For an “eyeball”, a sine wave going through the RV free wall usually indicates RV diastolic collapse. 

Subxiphoid IVC Long-axis view

Note that IVC is moving in- and out of the plane of view with respirations, creating a false impression of “respiratory variability”.

Normally, with breathing IVC moves in coronal plane (left-to-right) and also up and down. This sometimes makes assessment of respiratory variability challenging. ref.

Still frame of IVC in the same view as above.

Note that each hatch mark on the scale on the left is 2 cm, and IVC is therefore > 2cm.  

This is one of the areas of POCUS where “eyeballing” of structures should be discouraged. Because there are no reliable structures in the same field of view, such estimate may be grossly off.

This IVC was plethoric, i.e. dilated and not changing with respirations. 

Mitral Inflow Velocity

by pulse-wave Doppler.

Note that sweep speed (a conceptual equivalent of paper speed on EKG machine) is set low. This allows for more cardiac cycles to be displayed on one screen.

A significant (>30%) variability in the height of the E wave (LV inflow velocity during rapid filling). This is a positive Doppler sign of cardiac tamponade and is an echo equivalent of Pulsus Paradoxus.

Subsequent Hospital Course and Follow Up

  • Given 500cc Bolus of NS
  • Cardiology consulted STAT. TTE performed confirming Large effusion
  • Pericardiocentesis performed w/removal of 1L of fluid
  • Fluid c/w exudate
    • Protein 6.6 – Serum Protein 7.7
    • LDH 681 – serum LDH 782
  • Labs:
    • Quantiferon gold (-)
    • ANA (-)
    • ESR: 30, CRP < 0.4
  • Presumed cause of effusion; 2/2 Hypothyroidism
  • Multiple serial post-procedure TTEs showed persistent but asymmetric and stable effusion.
  • Remained HD stable.

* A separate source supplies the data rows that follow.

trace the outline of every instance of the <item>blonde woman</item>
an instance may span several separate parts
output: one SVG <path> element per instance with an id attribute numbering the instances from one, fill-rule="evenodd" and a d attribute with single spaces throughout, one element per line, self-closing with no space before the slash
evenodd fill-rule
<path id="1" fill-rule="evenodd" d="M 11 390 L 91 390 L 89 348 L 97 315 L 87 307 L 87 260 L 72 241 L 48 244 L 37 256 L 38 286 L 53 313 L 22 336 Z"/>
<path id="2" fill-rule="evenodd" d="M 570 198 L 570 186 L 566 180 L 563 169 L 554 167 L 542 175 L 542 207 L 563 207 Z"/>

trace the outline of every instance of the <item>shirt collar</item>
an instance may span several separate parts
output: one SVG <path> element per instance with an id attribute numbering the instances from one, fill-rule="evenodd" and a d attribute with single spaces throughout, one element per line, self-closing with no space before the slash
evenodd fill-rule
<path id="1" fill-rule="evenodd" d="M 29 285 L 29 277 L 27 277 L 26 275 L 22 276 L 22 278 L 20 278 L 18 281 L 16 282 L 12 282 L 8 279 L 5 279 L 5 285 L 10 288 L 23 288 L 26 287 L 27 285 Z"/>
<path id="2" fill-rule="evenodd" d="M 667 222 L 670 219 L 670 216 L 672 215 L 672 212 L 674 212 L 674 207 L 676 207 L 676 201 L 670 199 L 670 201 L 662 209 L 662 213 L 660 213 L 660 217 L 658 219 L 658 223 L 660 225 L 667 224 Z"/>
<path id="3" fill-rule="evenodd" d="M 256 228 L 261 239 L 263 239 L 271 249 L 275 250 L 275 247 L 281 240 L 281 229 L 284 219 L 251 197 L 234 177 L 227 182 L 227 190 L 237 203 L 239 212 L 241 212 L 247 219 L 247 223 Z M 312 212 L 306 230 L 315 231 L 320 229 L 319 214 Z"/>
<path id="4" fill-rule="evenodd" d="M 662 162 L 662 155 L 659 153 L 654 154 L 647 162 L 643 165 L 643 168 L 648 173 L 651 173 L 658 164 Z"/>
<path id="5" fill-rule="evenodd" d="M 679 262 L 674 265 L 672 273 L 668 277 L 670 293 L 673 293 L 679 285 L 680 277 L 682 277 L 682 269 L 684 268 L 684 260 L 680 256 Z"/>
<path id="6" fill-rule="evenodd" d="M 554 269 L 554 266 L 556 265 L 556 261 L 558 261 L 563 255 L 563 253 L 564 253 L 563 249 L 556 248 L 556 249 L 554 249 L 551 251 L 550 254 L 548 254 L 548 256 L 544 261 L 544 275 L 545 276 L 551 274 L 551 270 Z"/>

Discharged home with f/u

Papers Presented

  • Merce et al., Am Heart J. 1999 Oct;138(4 Pt 1):759-64
    Correlation between clinical and Doppler echocardiographic findings in patients with moderate and large pericardial effusion: implications for the diagnosis of cardiac tamponade.
  • Himelman et al., JACC 1988;12(6);1470-7.
    Inferior Vena Cava Plethora With Blunted Respiratory Response: A Sensitive Echocardiographic Sign of Cardiac Tamponade.